The moral of the film is stridently simple and painfully familiar. No matter who and what you are, if you get on the tube, you become famous. Famous means popular. Popular means admired.
I remember some cases that go back several years. Certain individual had become famous because of their infamies, and whe later they became candidates for office (in the Southwest, I believe) they were elected over normally decent folks.
That the media are corrupt is old news, or that they act as an Invasion of Body Sntachers. But what the movie tells us too is that the public's taste is zilch, that the Jerry Springer ethos prevails, that the I.Q. of the masses is even lower than a sloth's or a lemur's. Since scientists may dispute this comparison, perhaps I should say a chicken's.
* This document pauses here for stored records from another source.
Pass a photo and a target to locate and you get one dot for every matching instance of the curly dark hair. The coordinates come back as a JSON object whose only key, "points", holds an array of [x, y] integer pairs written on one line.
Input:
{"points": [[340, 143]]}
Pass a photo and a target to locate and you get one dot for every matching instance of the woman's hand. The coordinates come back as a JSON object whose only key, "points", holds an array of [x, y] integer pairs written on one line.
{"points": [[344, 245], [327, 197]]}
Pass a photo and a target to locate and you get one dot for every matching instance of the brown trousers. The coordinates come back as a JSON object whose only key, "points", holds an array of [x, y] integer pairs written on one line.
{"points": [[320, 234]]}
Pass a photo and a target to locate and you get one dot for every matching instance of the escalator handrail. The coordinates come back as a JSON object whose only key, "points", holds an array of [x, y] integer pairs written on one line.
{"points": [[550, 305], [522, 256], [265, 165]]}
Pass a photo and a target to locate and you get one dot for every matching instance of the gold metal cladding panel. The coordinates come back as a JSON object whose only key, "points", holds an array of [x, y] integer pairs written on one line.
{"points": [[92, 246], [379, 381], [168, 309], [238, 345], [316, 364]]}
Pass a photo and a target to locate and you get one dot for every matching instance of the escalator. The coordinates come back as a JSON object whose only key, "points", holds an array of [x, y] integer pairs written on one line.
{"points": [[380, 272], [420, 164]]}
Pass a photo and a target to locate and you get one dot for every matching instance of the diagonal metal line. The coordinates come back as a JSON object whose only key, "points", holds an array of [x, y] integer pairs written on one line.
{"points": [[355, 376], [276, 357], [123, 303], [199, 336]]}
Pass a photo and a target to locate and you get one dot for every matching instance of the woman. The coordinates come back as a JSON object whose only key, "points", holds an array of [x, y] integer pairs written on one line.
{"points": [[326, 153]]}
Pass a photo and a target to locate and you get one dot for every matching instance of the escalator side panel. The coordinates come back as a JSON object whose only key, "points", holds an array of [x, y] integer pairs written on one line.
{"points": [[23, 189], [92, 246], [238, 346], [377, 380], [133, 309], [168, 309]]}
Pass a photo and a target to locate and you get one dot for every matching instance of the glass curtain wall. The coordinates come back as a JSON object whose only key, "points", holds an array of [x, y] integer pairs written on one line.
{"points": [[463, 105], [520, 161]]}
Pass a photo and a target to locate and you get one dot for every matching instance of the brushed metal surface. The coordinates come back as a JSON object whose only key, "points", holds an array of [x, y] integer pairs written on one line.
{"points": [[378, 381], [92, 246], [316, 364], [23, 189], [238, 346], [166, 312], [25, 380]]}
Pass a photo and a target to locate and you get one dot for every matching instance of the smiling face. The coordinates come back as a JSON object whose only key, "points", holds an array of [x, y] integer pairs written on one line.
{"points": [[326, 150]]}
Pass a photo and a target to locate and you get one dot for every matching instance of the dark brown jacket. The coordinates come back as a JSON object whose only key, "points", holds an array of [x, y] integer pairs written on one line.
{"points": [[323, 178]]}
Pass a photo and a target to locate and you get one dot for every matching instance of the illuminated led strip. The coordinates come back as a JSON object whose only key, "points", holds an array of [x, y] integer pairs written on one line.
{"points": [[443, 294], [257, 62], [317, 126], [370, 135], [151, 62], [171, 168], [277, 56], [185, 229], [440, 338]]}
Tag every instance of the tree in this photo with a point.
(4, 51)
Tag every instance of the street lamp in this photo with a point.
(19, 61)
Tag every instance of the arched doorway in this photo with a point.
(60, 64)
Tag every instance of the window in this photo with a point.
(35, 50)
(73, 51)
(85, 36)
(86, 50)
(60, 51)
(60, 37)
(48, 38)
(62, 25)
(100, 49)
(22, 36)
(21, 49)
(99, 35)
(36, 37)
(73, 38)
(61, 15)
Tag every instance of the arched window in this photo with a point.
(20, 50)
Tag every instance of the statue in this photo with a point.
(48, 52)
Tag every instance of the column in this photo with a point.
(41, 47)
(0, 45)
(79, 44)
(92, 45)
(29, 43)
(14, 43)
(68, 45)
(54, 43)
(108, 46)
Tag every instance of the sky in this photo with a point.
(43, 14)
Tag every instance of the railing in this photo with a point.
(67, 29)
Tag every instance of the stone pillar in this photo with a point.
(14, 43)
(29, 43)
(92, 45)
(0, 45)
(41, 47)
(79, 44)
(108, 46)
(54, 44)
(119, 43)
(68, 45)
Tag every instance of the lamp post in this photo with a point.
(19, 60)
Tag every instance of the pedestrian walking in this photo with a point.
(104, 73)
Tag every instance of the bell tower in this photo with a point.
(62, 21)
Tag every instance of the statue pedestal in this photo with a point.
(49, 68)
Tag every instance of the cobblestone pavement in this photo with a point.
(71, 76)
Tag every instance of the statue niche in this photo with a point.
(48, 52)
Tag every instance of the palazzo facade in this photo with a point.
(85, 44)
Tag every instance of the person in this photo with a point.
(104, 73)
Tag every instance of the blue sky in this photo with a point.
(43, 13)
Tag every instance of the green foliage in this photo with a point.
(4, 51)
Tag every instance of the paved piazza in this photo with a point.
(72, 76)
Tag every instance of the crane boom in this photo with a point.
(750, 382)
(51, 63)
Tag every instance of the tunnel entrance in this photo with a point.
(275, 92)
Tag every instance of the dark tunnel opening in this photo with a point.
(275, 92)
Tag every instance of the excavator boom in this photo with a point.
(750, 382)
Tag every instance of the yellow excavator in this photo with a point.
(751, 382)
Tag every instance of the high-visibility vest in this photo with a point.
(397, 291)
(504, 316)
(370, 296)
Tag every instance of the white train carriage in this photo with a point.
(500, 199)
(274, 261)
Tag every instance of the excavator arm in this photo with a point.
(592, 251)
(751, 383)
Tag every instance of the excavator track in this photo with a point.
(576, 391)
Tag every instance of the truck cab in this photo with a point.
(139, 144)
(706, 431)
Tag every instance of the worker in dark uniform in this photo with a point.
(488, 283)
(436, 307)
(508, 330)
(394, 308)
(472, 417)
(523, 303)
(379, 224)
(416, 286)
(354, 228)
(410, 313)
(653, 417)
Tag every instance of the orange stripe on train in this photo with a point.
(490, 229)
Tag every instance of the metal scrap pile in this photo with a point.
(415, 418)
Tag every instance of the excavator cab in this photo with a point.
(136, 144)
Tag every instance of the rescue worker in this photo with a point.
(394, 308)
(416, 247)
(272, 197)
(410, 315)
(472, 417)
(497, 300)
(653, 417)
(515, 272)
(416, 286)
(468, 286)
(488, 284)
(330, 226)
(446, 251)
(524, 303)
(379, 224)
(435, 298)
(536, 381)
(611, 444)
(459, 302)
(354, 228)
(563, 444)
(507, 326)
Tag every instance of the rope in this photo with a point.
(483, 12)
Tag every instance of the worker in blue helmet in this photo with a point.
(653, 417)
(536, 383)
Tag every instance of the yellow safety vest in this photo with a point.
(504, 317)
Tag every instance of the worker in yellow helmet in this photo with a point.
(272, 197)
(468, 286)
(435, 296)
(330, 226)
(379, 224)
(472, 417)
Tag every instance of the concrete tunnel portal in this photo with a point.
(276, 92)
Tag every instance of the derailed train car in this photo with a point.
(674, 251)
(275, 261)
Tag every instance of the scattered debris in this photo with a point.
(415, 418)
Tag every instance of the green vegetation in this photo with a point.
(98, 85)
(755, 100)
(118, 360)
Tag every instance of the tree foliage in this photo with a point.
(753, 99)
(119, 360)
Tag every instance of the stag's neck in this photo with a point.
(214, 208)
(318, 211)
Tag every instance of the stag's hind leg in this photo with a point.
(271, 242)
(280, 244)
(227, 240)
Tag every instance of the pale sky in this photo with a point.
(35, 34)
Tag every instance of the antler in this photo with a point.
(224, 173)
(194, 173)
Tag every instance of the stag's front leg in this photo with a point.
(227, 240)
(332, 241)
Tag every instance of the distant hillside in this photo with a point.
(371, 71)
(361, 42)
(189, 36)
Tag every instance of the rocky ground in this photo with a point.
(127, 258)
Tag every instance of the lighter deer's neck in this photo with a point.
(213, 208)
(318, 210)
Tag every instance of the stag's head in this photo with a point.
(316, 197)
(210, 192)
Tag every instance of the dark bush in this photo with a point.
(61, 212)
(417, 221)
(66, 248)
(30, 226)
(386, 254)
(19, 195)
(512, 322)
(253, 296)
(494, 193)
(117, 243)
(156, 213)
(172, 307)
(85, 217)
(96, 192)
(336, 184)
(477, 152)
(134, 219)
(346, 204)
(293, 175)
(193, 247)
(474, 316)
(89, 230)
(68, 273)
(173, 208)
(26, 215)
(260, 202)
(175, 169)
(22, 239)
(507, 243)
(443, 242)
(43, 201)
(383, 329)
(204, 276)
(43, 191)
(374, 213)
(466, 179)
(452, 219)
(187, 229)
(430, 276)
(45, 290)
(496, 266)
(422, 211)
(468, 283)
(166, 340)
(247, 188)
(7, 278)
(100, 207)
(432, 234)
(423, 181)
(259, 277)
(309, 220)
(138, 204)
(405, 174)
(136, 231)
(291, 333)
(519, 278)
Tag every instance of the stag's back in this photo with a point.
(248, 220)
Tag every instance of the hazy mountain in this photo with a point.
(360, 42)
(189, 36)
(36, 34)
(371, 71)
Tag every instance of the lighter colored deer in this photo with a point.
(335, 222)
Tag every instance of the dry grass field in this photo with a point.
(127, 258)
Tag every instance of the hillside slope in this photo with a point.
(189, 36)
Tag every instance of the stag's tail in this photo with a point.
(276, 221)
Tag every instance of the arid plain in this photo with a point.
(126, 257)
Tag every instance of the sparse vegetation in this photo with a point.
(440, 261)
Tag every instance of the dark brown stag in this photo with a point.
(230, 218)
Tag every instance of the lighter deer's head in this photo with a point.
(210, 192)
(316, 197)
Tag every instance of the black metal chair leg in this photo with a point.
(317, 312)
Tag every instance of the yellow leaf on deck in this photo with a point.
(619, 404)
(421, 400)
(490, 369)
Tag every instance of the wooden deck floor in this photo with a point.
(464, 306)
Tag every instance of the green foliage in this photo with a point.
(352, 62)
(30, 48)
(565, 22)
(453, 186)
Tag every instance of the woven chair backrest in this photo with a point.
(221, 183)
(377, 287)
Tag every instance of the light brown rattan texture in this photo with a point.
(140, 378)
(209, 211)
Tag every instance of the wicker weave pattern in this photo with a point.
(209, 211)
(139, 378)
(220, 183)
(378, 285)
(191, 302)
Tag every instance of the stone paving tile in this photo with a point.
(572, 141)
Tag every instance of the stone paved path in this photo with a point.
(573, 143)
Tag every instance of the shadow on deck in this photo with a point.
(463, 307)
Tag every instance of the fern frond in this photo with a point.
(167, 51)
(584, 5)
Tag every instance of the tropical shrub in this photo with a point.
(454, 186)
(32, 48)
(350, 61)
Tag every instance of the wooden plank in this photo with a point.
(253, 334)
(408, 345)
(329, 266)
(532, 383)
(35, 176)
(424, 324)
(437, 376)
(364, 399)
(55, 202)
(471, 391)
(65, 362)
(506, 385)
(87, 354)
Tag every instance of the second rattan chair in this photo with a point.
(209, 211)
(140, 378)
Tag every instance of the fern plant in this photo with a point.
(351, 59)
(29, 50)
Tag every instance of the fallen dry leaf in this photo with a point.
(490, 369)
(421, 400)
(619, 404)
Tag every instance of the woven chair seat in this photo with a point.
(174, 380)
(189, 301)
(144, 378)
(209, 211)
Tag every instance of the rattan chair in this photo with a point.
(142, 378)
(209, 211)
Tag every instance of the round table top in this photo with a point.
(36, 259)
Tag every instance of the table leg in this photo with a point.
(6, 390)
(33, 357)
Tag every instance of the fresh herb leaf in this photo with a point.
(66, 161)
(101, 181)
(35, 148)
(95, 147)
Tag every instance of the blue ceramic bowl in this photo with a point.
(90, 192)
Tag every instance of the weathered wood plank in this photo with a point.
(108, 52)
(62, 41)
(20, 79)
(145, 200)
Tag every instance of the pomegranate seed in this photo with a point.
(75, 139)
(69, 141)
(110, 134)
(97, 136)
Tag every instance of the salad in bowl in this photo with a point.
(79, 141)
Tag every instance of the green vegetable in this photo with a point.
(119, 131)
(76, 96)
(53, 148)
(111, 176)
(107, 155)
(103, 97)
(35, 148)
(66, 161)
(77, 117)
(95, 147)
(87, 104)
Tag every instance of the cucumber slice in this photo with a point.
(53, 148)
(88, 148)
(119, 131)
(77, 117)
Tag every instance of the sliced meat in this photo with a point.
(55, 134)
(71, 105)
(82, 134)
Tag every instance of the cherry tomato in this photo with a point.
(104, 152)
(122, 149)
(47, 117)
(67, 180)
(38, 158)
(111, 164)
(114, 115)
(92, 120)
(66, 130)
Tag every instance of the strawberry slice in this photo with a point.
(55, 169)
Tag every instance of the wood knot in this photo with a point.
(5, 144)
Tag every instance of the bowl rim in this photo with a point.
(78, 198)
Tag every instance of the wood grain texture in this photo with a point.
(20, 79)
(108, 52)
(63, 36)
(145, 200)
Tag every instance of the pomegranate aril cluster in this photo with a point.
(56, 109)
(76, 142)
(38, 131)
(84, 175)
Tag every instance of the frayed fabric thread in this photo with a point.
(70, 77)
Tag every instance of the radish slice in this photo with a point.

For all its comedic intentions, the picture boils down to illustrating the triumph of sub-mediocrity . The kind you see when Jay Leno (whose show is included in the picture) interviews strangers on the street. The kind that in talk-shows, when the "Applause" sign comes on, makes studio audiences knee-jerkily obey it.
A positive note. All performances are first-rate. My favorite show-stealers are Dennis Hopper and, in his small but ever so ingeniously humorous part, and Martin Landau who seems to laugh at his own character as he makes cracks about his impending death. Ellen DeGeneres is now much better off out of the closet. She can have roles that mean something.
I would not discourage anyone from seeing this picture, even though its gratification is merely instant. There's no residue, no aftertaste. You don't go home thinking about the film. And I doubt that it's among the pictures you'll want to see again. After all, what EDtv says to us is : "Hey, movie audiences, you laugh at the idiot public, but this public is you!"